Helping the Blind Watchmaker
by MikeGene
Students of nature once considered the vertebrate eye to be too complex to explain naturally, but subsequent research has led to the conclusion that this remarkable structure can be readily understood as a product of natural selection. This shows that what may appear to be "irreducibly complex" today may be explained naturalistically tomorrow. -Here
While I can appreciate the point they are making, what about this "conclusion" that the vertebrate eye is a "product of natural selection?" Surely natural selection was involved in the evolution of the eye, and played a role, but these authors make it sound as if natural selection was the cause. Natural selection simply selects the products that something else provides. And in the case of the vertebrate eye, it looks like natural selection just might have had some help.
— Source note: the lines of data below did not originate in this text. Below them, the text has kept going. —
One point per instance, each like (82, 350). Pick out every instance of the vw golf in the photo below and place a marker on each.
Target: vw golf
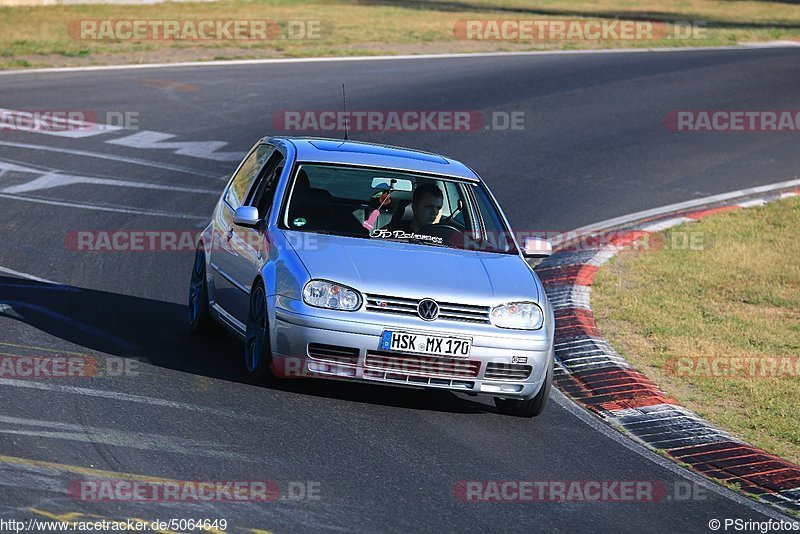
(356, 261)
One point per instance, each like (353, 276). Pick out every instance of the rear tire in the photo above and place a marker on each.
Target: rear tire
(530, 407)
(257, 352)
(199, 316)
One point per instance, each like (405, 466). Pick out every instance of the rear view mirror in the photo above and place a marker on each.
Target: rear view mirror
(537, 248)
(395, 184)
(246, 216)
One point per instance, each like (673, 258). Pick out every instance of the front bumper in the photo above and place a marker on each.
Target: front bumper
(305, 344)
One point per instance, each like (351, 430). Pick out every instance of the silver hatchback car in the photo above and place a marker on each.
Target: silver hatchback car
(355, 261)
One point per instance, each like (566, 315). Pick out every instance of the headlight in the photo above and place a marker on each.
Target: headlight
(324, 294)
(519, 315)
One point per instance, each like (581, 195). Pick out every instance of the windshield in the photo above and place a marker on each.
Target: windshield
(392, 205)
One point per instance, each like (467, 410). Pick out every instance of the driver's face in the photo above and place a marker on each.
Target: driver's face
(428, 210)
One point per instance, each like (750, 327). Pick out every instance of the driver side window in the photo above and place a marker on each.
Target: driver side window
(246, 175)
(263, 196)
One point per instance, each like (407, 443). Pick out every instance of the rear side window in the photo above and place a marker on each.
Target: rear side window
(246, 175)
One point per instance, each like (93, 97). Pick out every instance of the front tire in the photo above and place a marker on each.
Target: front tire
(530, 407)
(200, 320)
(257, 353)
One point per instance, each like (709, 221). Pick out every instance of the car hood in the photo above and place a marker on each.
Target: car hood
(416, 271)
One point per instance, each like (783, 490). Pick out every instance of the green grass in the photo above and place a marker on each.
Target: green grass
(38, 36)
(737, 296)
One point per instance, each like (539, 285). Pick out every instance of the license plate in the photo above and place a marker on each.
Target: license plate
(455, 347)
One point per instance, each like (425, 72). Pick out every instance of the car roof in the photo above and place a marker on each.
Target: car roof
(326, 150)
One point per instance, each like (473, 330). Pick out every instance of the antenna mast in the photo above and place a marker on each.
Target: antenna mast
(346, 118)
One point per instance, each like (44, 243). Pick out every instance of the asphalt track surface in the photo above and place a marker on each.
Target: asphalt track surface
(594, 147)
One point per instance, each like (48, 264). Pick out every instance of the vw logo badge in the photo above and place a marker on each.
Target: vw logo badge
(428, 309)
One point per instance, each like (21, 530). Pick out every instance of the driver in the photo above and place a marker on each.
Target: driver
(426, 206)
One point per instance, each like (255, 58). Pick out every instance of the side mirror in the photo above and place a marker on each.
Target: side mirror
(537, 248)
(246, 216)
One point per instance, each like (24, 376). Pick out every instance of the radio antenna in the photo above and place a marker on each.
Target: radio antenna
(346, 118)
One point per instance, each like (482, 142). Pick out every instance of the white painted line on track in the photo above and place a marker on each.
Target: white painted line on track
(49, 180)
(128, 397)
(114, 437)
(130, 211)
(279, 61)
(27, 276)
(149, 139)
(114, 157)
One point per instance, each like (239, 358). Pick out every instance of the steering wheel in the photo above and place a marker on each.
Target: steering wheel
(446, 231)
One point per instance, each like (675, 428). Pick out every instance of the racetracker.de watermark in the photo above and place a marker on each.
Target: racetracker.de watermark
(168, 240)
(67, 120)
(576, 30)
(73, 366)
(196, 30)
(564, 491)
(129, 490)
(735, 367)
(397, 121)
(787, 120)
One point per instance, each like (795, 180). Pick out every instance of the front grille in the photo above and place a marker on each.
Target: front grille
(415, 380)
(332, 353)
(421, 365)
(507, 371)
(407, 306)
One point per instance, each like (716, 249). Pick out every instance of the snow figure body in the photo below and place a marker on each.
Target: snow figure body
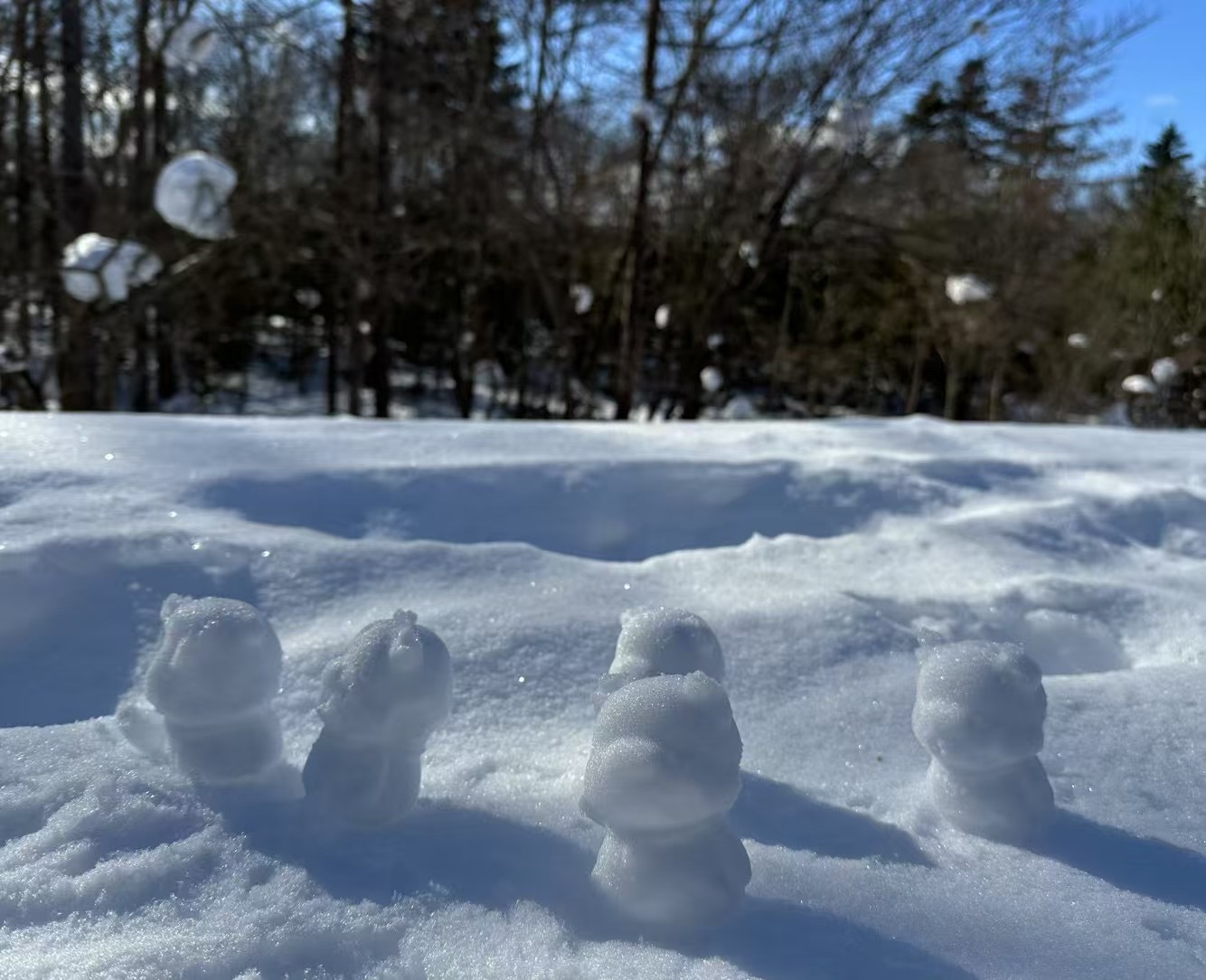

I'll see if I can get that story up this weekend.

























February 10th, 2008 at 12:16 am
Quotes from Robert Maxwell Young, Intelligent Design: A Symptom of Metaphysical Malaise, in The Panda's Black Box.
Comment by Mung — February 10, 2008 @ 12:16 am
February 10th, 2008 at 9:34 pm
Well, I never did get to it.
It wasn't the best of weekends for me.
Comment by MikeGene — February 10, 2008 @ 9:34 pm
February 11th, 2008 at 4:20 pm
What they are saying is simply that the eye and other IC systems do not require a Designer. They cannot scientifically assert that no designer was involved without first inventing a time machine and studying the event directly. But pondering all the possibilities really isn't what science cares about, science is fairly reductionist and only cares about defining the minimal requirements. Its more the role of philosophy or theology to ponder possibilities.